An important note from Dave Winer:

I say ChatGPT instead of “AI” because I’m not comfortable characterizing it as intelligence. Deeper you get into it you learn that these beings whatever they are have serious character flaws that are counter-intelligent.

Exactly. LLMs are closer in intelligence to a screwdriver than to a human.


Flighty does not seem to be as up-to-date traveling internationally as it is on domestic flights. The IST airport departures board had our flight listed as delayed as soon as we got there, yet the app thought everything was fine. Trust no one.


Casey Handmer on LLMs:

Every time one of the labs releases an updated model I give it a thorough shakedown on physics, in the style of the oral examination that is still used in Europe and a few other places. Claude, Grok, Gemini, and GPT are all advancing by leaps and bounds on a wide variety of evals, some of which include rather advanced or technical questions in both math and science, including Physics Olympiad-style problems, or grad school qualifying exams.

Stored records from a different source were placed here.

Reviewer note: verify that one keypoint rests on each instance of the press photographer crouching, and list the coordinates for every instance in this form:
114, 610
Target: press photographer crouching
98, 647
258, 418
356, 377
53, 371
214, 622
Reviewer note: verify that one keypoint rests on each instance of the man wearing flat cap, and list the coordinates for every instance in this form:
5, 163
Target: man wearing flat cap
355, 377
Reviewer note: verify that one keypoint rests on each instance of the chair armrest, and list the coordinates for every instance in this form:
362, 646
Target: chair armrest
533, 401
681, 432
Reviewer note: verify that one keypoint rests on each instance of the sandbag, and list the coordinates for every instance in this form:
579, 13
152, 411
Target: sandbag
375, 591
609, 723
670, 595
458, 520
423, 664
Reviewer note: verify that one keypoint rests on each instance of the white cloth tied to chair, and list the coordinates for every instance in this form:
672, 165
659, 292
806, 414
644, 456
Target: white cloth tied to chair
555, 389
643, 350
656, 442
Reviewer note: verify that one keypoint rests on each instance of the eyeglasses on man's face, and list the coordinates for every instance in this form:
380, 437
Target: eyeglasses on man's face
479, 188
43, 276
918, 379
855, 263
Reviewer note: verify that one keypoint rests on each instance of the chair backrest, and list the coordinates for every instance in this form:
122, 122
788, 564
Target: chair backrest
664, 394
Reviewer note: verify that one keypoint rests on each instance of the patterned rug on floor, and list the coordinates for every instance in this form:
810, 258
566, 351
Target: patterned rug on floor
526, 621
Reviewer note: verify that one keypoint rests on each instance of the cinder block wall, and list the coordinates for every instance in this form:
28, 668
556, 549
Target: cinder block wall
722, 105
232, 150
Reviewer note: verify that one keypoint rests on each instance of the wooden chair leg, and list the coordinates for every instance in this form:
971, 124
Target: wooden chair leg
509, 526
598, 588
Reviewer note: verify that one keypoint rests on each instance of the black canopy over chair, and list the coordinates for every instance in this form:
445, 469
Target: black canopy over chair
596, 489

And yet, none of these models would be able to pass the physicist Turing test. It’s not even a matter of knowledge, I know of reasonably talented middle schoolers with no specialized physics training who could reason and infer on some of these basic questions in a much more fluent and intuitive way.

Alexander the Great had Aristotle, some poor kid will have a brain-dead version of Wheatley.

(Casey’s post is deeper than simple LLM-trashing for he gives the actual 8-step process of reasoning through physics problems, so please do read the whole thing.)